The furore over the monumental multi-million pound pay packets of Manchester United footballers Paul Pogba and Zlatan Ibrahimovic coincided with the publication of the Sunday Times Rich List last weekend.
Cue outbreaks of seething jealousy – or raging class-war resentment depending on your politics – on an epic scale.
But who would begrudge the presence in equal 678th place on the Rich List – with an estimated fortune of £165 million – of John Timpson and his family, owners of the Manchester-based shoe repair, key-cutting and dry cleaning business with over 1,800 branches nationwide.
John Timpson CBE – the honour was awarded in 2004 for services to the retail sector – is chairman of the company which has added mobile phone and iPad repairs to its portfolio of high street services. But aside from his widely respected business acumen and much admired hands-on management style, the 74 years old businessman has an astonishing record as a philanthropist.

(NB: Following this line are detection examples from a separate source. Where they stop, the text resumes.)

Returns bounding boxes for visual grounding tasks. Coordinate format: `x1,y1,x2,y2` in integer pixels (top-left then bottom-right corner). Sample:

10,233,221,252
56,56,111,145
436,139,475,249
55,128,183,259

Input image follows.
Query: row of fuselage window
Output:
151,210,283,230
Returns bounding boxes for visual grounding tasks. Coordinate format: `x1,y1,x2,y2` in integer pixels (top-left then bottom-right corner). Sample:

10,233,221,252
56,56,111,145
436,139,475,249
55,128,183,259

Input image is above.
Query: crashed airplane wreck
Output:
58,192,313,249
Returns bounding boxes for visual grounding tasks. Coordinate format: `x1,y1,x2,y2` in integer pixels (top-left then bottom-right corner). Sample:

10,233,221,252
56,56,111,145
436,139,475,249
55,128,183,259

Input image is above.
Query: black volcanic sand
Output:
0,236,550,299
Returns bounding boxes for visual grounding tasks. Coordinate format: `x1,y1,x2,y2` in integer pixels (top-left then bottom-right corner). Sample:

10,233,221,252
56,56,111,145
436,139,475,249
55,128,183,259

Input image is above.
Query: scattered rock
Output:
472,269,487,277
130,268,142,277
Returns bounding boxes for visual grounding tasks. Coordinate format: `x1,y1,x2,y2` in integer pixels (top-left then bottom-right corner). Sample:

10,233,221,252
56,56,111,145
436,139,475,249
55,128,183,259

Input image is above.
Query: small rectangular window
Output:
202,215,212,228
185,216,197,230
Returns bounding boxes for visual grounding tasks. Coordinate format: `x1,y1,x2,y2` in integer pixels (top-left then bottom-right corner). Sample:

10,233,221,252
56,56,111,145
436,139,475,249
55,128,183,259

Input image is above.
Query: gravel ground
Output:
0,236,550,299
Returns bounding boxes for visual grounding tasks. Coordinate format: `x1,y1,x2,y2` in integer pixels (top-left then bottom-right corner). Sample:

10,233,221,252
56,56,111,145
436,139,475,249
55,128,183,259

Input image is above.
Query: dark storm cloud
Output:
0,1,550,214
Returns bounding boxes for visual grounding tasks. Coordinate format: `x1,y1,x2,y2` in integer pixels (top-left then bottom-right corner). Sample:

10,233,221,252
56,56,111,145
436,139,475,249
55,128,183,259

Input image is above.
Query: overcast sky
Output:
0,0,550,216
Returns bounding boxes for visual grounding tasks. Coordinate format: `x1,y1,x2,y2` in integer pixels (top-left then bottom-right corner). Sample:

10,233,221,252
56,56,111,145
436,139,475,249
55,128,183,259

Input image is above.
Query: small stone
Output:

John Timpson heads a dynasty which has made its mark in many aspects of life. His elder son James is currently chief executive of the family business – founded in Oldham Street Manchester in 1870 by his ancestor William Simpson – and Edward, his younger son has been MP for Crewe and Nantwich since 2008. His late aunt, Dame Kathleen Ollerenshaw, who died in 2014 aged 101, former Lord Mayor of Manchester, Freeman of the City and brilliant mathematician, was one of the most distinguished Mancunians of her era.
Edward Timpson MP was appointed Minister of State for Children and Families after the General Election of 2015. It was a post for which, it could be said, he was well qualified. For he was part, with his father John and his late mother Alex, who died in January 2016, of a remarkable family story.
As well as having thee children of their own – daughter Victoria is a primary school teacher – John and Alex adopted two more and fostered a staggering 90 children over a period of 31 years, many of whom had been cruelly abused and some only days old when they were welcomed into the Timpsons’ Cheshire household.
John once said in an interview: “Because of our fostering, my children saw more of the real world than most in their position. They grew up with a sense of social responsibility and for that I am very proud…It hasn’t always been easy but my goodness, look at the memories these children have left us with.”
His good works, however, extend far beyond his extended family. He and his wife were actively involved with the NSPCC and Childline, for which they raised £2 million, helped to establish Safe Base and made After Adoption the company charity.
The Timpson Foundation has also established a chefs’ training academy linked to a hotel and restaurant at Rhosneigr in Anglesey, where the family bought a holiday home in 2003. The Maelog Project is a multi-million pound investment providing opportunities for disadvantaged young people by offering training and work placements in the catering industry.
Timpson’s run work training schemes for inmates in prisons – 270 ex-cons have joined the firm straight from jail – and currently the dry cleaning arm of the business will clean your suit free of charge if you’re unemployed and have got a job interview.
John joined the family footwear business – William Timpson Ltd, founded by his great grandfather – in 1970 after graduating from Nottingham University. He became the firm’s managing director five years later and in 1983 led a £42 million management buy-out of the company which had become part of the Hanson Trust.
In 1987 he sold the shoe shops to a rival chain and concentrated on building up the shoe repair and key-cutting business which, with additions, now turns over £260 million a year and makes profits of over £20 million.
John’s own “Meet the Timpsons” profile describes his style as “maverick management.” His philosophy is that if you treat people well, they will do a good job. He has written several books on his methods including Dear James, which passes on to his son the lessons he learned during 30 years as a chief executive.
A weekly columnist for the Daily Telegraph for nine years, he says: “You can never sit back and think your job is done. I visit 800 shops a year because the only way to run a business is to meet the business.”